Adverse events were observed in 100% of children in the intervention group and 99% in the placebo group, they wrote in the NEJM. Most common adverse events were local application site reactions, which decreased in frequency and severity over time, said Professor Perrett.

“Serious adverse events (excluding those that occurred during food challenges) were reported in 21 patients in the intervention group (8.6%) and in three in the placebo group,” the authors wrote.

Anaphylaxis was reported in 7% of patients in the intervention group and 3% of those in the placebo group.

“Low rates of treatment-related anaphylaxis and epinephrine use were observed,” said Professor Perrett.

The patch, called the Viaskin Peanut EPIT patch, had previously been shown to be safe and effective in children aged four to 11, but this was the first trial of the patch in children aged one to three.

Professor Perrett said the peanut patch worked by desensitising the immune system to peanut protein and reduced the underlying allergy.

The Viaskin Peanut EPIT patch is still under clinical investigation and has not yet been approved by the TGA, FDA or other regulatory agencies, Professor Perrett said.

The EPITOPE trial was funded by DBV Technologies.

In an accompanying editorial in the NEJM, US immunologist Dr Alkis Togias noted that peanut allergy can be very substantially reduced if peanut is introduced into the diet as early as 4-6 months of age.

“Early dietary introduction to prevent peanut allergy in children is now part of practice guidelines around the world, but the implementation is lagging,” said Dr Togias, from the National Institute of Allergy and Infectious Diseases.
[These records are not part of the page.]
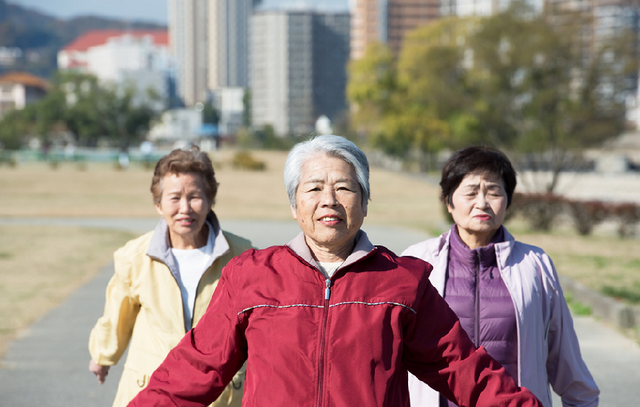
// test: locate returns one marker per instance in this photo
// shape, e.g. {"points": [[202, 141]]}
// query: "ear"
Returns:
{"points": [[449, 207]]}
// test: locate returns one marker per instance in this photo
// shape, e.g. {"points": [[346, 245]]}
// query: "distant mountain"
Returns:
{"points": [[40, 36]]}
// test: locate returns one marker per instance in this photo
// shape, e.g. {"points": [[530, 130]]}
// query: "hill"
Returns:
{"points": [[38, 36]]}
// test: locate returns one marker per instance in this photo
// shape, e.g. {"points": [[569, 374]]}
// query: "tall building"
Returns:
{"points": [[210, 39], [229, 42], [188, 39], [388, 21], [298, 68]]}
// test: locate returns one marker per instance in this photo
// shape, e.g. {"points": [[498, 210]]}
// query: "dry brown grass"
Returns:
{"points": [[40, 266]]}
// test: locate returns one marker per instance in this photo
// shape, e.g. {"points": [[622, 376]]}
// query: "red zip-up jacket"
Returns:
{"points": [[344, 341]]}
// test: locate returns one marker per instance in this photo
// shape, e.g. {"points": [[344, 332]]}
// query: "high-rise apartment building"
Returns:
{"points": [[229, 42], [388, 21], [188, 41], [210, 41], [298, 68]]}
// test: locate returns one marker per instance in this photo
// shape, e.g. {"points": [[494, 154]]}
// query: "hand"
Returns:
{"points": [[100, 371]]}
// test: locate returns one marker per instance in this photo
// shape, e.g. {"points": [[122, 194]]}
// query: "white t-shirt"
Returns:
{"points": [[192, 264]]}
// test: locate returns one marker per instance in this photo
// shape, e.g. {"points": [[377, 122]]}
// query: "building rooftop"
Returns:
{"points": [[25, 78], [100, 37]]}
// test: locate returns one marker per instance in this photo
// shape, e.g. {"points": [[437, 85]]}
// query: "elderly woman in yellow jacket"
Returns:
{"points": [[164, 280]]}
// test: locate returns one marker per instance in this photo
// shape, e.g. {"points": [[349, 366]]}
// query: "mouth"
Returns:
{"points": [[185, 221], [483, 217], [330, 220]]}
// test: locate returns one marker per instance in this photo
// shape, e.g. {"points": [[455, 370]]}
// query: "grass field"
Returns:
{"points": [[40, 266]]}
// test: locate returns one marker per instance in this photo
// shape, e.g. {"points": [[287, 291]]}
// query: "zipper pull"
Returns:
{"points": [[327, 291]]}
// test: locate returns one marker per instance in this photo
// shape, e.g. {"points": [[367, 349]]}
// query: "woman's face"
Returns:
{"points": [[478, 207], [329, 206], [184, 206]]}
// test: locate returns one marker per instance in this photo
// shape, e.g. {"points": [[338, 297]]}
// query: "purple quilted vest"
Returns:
{"points": [[476, 292]]}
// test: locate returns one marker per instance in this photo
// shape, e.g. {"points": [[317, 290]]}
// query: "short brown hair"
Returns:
{"points": [[183, 162]]}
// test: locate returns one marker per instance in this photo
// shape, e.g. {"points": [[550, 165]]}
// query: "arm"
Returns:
{"points": [[111, 334], [197, 370], [439, 353], [567, 372]]}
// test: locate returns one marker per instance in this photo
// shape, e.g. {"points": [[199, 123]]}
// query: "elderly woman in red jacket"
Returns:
{"points": [[328, 319]]}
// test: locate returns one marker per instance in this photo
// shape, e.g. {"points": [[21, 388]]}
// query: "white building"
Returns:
{"points": [[140, 59], [210, 39], [177, 125]]}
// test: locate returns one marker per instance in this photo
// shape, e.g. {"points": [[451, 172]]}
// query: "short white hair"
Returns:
{"points": [[333, 146]]}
But Dr Togias said there were questions regarding the effectiveness of early dietary introduction of peanut in real life.  

“This uncertainty is to some extent due to the lack of knowledge regarding the appropriate range of the peanut-protein dose, the age at introduction, and the frequency and duration of peanut consumption needed to induce long-term tolerance.
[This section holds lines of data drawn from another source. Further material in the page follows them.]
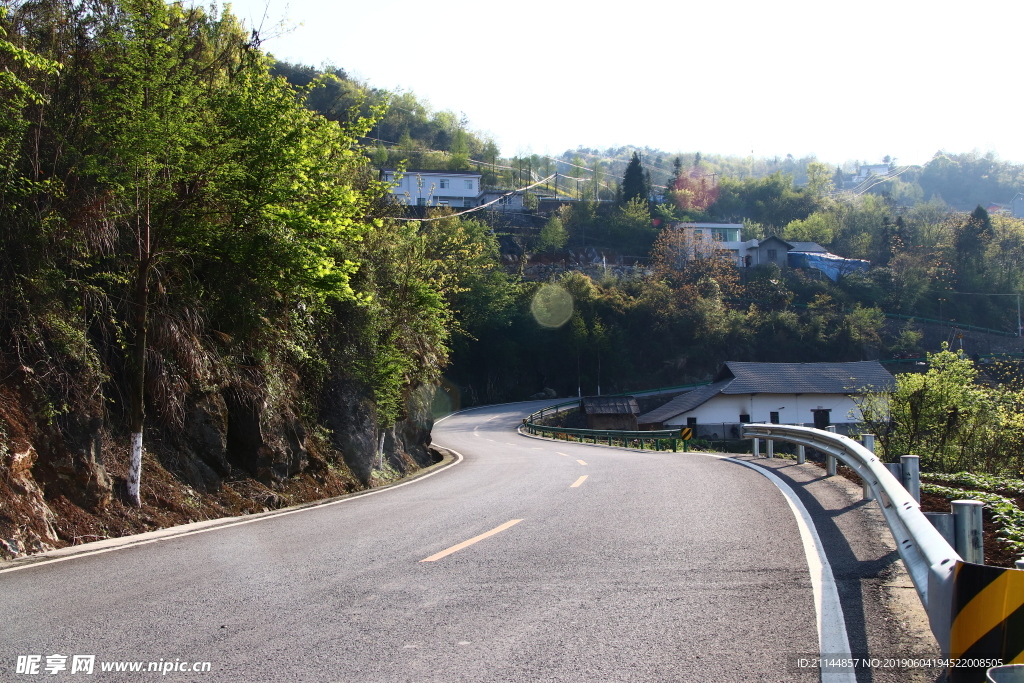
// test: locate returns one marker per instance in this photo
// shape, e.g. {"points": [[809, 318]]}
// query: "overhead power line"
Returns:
{"points": [[482, 206]]}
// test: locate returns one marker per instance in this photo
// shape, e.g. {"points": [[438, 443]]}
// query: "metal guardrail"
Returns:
{"points": [[577, 402], [929, 559]]}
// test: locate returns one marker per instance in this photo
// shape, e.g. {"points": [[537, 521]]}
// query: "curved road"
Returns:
{"points": [[653, 567]]}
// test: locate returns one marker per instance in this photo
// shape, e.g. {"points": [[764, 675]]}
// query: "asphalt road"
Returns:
{"points": [[653, 567]]}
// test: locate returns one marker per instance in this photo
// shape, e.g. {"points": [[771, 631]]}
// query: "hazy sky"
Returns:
{"points": [[839, 80]]}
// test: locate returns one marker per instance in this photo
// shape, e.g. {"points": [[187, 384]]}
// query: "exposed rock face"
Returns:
{"points": [[26, 519], [54, 486], [350, 417], [269, 445], [73, 464], [412, 435]]}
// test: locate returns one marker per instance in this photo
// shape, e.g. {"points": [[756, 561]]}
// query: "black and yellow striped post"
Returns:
{"points": [[987, 620]]}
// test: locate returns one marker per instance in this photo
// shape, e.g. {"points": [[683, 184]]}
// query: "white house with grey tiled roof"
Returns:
{"points": [[805, 393]]}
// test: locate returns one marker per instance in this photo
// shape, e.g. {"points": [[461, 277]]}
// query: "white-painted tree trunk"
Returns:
{"points": [[135, 469]]}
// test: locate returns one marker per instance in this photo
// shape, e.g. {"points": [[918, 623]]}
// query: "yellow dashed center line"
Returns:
{"points": [[476, 539]]}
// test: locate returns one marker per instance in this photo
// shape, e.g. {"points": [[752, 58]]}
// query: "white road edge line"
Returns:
{"points": [[833, 639], [271, 515]]}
“Even after the appropriate prevention approaches are applied, the eradication of peanut allergy is unlikely, and the need for effective treatments will remain.

“Toddlers are of particular interest since their immune systems have plasticity that can theoretically allow for higher efficacy and longer-lasting benefits from allergen immunotherapy after therapy is discontinued.”

Dr Togias noted that many patients have multiple food allergies.

“Successful studies of multifood oral immunotherapy have been conducted, so the development of multifood skin patches may also be possible.”